A la semana siguiente el joven ya orgulloso por quién era visitó un local de ambiente con unos

amigos; Estaba bailando cuando se percató de que un hombre aparentemente atractivo sentado en la barra lo miraba con deseo. Nuestro joven pájaro se acercó para conocerlo y para su sorpresa... ¡era su psiquiatra!


Esta historia, que vi en un documental del canal Cuatro sobre la homosexualidad, me hizo ver que la especie humana puede llegar a ser más falsa de lo que había imaginado. Ya no sólo hacen daño a personas que tienen una opinión contraria, sino que hacen daño a sus semejantes para ocultar lo que ellos mismos piensan y no se atreven a decir o hacer. Sé que soy humana pero estos actos me hacen avergonzarme de mi propia especie y desear ser un animal, porque al menos ellos no tienen prejuicios ni maldad.

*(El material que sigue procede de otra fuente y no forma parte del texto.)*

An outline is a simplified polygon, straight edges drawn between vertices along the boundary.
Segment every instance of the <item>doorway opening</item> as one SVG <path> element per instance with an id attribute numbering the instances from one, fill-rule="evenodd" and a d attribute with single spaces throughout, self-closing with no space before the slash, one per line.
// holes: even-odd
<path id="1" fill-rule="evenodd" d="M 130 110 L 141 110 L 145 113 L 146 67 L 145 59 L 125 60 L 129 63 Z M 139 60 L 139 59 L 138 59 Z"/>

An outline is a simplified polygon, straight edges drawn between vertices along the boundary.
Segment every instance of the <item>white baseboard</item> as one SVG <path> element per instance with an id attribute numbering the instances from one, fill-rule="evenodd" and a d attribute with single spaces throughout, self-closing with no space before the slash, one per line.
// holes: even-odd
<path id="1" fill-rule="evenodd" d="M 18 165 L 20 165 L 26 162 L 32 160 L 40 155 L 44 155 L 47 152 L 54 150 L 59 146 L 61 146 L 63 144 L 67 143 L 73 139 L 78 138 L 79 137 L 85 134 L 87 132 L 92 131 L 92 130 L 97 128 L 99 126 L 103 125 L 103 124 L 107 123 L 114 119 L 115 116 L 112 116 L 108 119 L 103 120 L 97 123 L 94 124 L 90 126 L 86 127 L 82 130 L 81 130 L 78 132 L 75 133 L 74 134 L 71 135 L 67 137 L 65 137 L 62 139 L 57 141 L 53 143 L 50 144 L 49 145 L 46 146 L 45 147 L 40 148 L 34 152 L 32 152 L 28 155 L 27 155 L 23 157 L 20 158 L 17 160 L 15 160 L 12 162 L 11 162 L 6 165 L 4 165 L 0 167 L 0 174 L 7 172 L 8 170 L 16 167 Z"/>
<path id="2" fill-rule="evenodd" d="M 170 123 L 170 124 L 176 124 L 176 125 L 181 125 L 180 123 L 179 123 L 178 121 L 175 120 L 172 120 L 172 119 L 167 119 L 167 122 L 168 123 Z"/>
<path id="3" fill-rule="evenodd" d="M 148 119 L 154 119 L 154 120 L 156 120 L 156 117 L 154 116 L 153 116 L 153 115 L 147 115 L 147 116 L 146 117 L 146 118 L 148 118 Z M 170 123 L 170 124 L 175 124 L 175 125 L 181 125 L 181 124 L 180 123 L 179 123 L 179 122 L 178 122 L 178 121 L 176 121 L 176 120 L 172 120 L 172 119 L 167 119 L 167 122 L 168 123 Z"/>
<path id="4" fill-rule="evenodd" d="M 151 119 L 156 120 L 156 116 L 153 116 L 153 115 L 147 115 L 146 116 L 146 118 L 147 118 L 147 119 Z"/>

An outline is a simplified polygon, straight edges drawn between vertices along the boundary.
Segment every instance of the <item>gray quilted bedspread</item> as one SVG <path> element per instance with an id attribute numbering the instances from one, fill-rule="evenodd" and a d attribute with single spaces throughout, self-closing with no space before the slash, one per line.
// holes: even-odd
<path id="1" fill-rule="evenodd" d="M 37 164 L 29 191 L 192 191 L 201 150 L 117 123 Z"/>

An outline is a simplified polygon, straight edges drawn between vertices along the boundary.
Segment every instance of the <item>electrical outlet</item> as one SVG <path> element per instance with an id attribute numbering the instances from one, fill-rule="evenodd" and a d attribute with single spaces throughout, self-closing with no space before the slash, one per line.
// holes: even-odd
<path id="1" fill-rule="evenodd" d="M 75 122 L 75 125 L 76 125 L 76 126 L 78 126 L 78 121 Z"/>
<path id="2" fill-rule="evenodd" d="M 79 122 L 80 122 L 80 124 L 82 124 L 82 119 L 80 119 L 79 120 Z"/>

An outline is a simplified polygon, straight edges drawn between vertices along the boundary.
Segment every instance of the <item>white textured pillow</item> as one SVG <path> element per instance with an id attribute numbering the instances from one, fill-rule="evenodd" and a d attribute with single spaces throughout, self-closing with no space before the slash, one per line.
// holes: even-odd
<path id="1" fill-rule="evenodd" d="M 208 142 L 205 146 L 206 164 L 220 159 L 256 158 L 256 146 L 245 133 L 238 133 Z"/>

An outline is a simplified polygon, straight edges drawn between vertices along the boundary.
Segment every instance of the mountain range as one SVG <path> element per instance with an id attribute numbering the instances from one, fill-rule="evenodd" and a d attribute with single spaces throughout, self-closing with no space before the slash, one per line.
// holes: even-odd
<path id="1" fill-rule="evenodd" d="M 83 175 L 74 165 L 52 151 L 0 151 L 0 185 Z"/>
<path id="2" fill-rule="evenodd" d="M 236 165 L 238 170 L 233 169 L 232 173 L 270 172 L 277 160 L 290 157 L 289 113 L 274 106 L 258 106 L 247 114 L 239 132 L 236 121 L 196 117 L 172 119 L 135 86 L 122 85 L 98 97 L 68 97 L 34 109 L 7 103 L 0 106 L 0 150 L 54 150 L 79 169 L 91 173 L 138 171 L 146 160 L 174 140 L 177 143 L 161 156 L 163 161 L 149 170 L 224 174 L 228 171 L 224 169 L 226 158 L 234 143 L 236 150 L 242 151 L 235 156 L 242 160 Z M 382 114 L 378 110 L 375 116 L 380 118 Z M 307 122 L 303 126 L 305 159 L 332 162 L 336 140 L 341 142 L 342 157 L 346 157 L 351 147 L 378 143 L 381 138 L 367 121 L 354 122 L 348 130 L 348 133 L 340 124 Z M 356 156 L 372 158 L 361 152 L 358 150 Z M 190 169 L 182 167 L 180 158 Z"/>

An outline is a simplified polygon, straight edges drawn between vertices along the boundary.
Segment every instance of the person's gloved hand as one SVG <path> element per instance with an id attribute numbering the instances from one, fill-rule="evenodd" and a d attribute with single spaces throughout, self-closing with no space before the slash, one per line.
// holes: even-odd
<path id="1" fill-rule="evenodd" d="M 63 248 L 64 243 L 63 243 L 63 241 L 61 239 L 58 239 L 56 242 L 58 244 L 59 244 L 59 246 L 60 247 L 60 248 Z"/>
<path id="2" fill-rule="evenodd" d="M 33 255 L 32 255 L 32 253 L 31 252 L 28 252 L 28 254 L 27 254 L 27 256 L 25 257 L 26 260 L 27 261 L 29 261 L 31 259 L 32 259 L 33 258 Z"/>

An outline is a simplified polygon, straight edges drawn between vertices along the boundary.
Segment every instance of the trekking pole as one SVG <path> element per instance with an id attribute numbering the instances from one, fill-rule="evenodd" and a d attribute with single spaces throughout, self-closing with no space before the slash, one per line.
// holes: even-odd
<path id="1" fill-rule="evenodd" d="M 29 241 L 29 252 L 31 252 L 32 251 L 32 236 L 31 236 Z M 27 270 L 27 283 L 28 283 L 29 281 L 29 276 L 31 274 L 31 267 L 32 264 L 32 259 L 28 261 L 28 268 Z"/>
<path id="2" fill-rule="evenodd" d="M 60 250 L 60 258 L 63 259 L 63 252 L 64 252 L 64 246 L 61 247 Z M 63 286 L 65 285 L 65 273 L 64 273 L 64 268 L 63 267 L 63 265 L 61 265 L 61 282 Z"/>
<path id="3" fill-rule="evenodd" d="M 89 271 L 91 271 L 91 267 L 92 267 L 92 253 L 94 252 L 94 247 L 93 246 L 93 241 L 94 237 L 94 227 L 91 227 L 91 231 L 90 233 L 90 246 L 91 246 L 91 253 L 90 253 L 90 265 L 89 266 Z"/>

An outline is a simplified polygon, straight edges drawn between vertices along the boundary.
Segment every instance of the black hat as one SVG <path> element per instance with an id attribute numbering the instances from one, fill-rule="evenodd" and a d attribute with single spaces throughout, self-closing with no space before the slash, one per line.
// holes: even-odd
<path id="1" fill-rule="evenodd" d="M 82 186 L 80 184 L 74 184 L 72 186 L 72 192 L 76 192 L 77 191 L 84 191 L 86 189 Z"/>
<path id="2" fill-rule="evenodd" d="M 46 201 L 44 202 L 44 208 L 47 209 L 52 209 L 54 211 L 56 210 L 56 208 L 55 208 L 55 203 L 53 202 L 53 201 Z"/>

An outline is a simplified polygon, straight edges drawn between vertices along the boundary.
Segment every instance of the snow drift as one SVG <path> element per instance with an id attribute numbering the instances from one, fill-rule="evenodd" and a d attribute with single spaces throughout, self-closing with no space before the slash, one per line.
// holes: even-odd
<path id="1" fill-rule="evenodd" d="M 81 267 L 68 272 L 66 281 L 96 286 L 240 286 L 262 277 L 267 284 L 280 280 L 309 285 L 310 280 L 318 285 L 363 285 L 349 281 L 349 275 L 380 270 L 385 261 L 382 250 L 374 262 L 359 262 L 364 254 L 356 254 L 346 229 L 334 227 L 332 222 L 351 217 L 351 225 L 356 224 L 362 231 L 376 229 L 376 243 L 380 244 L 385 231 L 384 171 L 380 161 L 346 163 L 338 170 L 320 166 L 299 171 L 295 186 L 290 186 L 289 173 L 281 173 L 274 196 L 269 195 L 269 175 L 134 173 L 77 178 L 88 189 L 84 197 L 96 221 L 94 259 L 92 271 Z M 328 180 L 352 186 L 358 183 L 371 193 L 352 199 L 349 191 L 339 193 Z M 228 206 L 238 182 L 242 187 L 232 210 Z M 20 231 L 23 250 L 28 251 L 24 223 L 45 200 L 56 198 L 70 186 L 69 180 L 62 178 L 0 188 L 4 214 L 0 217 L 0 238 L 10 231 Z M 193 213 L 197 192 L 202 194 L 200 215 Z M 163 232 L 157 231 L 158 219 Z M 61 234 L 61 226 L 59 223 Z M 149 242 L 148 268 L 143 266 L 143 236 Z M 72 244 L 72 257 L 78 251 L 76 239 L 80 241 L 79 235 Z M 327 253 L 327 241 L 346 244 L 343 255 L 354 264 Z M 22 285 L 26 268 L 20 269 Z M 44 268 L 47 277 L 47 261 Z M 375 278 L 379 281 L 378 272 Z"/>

jueves, 8 de julio de 2010

Vivir para morir

Pensamientos rumiantes que me hacen pensar que no viviré mucho más, moriré pronto.
Qué sentido tiene para mí la vida si no es más que un continuo calvario que no cesa. Todos los días son terriblemente parejos, hoy fue igual que ayer y mañana será igual que hoy, otras veinticuatro horas que no me aportan nada, tan solo lágrimas.
He de reconocer que esta tarde me asomé a ese puente que tanto me gusta y mis pensamientos empezaron a aflorar. Tenía ganas de volar y sentir por última vez la brisa en mi cara, pero aún no era el momento, no estaba preparada. Seguí mi camino con desazón
¿Sabéis esos días en que tenéis esa sensación de vacío, tristeza, desesperanza y melancolía que te llevan a pensar en lo peor? Ese es el sentimiento que inunda mi vida día tras día hasta donde alcanza mi memoria. Nunca he sido feliz por más que lo haya tenido todo, siempre hay algo que me entristece y me hace desear morir, de hecho, sueño que muero pero justo en ese momento despierto y lloro porque sólo ha sido un sueño.
Ni os imagináis las innumerables veces que he intentado ser optimista y pensar que el año que viene me irá mejor y comprobar que es peor que el anterior, que esto no tiene fin, que no me lleva a ninguna parte. Acabo deseando que me pase por encima un vehículo al cruzar el paso de cebras. Deseo ser capaz de subirme a la barandilla de ese puente y echar a volar, deseo que una bala perdida me atraviese la frente, que un desconocido me empuje por un acantilado, que me caiga en la cabeza accidentalmente una maceta desde la ventana, que deje de latir mi corazón de la pena, deseo morir.
Quizás penséis que he de estar orgullosa por ser quién soy, por estar donde estoy y por tener a la gente que tengo a mi alrededor, y lo estoy, sólo que no quiero vivir. Nunca entenderéis lo que pasa en mi mente, porque no lo comprendo ni yo. Nací sin motivación, sin esperanza, siempre he sido así, depresiva. Vivo con el deseo constante de que llegue mi hora.
Sé que viviré más años de los que me gustaría, pero no creáis que serán muchos más. Si sigo así quién sabe quizás mañana ya no esté aquí, pero no lloréis, sonreíd, porque al menos habré conseguido ser feliz.